Eon: Der Gesetzgeber muss festlegen, wo Korruption anfängt.

Seit Jahren wird über die bedenkliche Nähe zwischen Wirtschaft und Entscheidungsträgern in Politik und Verwaltung diskutiert. Angesichts dessen ist schon bemerkenswert, wie konsequenzlos diese Diskussion bislang geblieben ist.

Jedem Politiker hätte die Anrüchigkeit von Angeboten, wie sie die "Lustreisen" der in Essen ansässigen Eon Ruhrgas und auch der RWE-Tochter Thyssengas darstellen, klar sein müssen. Manche - allerdings nur wenige - Mandatsträger lehnten eine Teilnahme ja auch genau deswegen ab. Doch die Mehrzahl der Politiker zeigte sich gänzlich unsensibel gegenüber den Verlockungen in der Grauzone hin zur Korruption, mit denen Unternehmen sie wohlgesinnt zu stimmen versuchten. Schließlich habe es doch solche Fahrten schon immer gegeben. Was könnte daran also plötzlich auszusetzen sein?

Inwiefern die etwas fachfremden Aktivitäten von Eon als Reiseveranstalter dabei tatsächlich justiziabel sind, werden die laufenden Ermittlungen der Staatsanwaltschaft zeigen. Moralisch haben die betroffenen Kommunalpolitiker allerdings auf jeden Fall einen Offenbarungseid geleistet. Es ist höchste Zeit, dass der Gesetzgeber endlich eindeutige Grenzen zieht und festlegt, wo Korruption anfängt und welche - möglichst empfindlichen - Strafen sie für Geber wie Nehmer zur Folge hat.

Geschieht dies nicht, wird trotz aller Skandale die politische Landschaftspflege weiter zum Tagesgeschäft nicht nur, aber eben auch und gerade der Energiewirtschaft zählen.

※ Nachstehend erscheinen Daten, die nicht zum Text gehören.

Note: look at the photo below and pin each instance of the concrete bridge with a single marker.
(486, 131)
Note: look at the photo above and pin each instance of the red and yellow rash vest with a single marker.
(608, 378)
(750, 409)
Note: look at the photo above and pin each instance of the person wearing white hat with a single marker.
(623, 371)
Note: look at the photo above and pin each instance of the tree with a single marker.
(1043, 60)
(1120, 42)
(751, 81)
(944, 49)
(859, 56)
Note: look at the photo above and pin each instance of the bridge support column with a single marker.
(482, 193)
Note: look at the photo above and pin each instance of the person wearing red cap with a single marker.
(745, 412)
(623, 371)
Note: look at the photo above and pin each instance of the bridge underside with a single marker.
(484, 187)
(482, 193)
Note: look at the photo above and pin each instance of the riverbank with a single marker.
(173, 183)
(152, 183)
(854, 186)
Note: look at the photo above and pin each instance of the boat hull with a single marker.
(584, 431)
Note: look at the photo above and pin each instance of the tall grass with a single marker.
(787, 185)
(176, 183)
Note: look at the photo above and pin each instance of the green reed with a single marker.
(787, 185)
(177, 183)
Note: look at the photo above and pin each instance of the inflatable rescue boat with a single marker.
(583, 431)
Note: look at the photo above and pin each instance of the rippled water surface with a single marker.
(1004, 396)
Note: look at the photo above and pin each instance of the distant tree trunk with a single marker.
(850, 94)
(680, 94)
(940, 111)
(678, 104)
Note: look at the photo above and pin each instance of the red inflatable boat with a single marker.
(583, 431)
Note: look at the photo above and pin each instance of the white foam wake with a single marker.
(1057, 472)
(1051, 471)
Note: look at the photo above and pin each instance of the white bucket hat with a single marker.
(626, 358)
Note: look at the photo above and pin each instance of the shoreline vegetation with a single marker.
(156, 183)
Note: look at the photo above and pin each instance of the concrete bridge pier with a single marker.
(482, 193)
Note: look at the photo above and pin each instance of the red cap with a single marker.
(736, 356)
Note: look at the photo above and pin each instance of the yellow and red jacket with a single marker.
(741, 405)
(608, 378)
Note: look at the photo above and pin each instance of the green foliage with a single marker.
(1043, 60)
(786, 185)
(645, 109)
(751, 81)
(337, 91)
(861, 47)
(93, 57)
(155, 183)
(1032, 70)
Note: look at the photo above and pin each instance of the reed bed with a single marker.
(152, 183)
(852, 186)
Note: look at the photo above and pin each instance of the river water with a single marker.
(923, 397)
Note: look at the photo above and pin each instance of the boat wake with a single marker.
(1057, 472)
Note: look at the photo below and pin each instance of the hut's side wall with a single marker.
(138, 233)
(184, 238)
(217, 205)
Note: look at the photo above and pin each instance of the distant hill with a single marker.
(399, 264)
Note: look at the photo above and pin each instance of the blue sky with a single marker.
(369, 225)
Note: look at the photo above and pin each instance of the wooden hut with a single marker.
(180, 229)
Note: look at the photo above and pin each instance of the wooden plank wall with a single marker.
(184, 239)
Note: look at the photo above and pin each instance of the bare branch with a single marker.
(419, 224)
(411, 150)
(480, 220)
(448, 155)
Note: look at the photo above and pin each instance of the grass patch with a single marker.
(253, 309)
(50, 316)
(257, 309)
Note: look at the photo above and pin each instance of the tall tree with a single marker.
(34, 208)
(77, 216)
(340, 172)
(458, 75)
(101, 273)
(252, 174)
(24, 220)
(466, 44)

Was Wunder: Für die Konzerne geht es um viel Geld, das sie verlieren könnten, wenn ihre monopolartige Stellung auf dem deutschen Energiemarkt gebrochen würde. Die netten Trips, die Eon für die Aufsichtsräte ihrer besten Kunden, die kommunalen Gasversorger, organisierte, sind nur die Spitze des Eisbergs.

Immerhin ist bislang noch nicht bekannt geworden, dass Eon zur Geschäftsförderung auch zu jenen schmierigen Mitteln greift, die bei Unternehmen wie der russischen Gazprom üblich sind, an der der Essener Konzern beteiligt ist. Das zumindest ist eine gute Nachricht.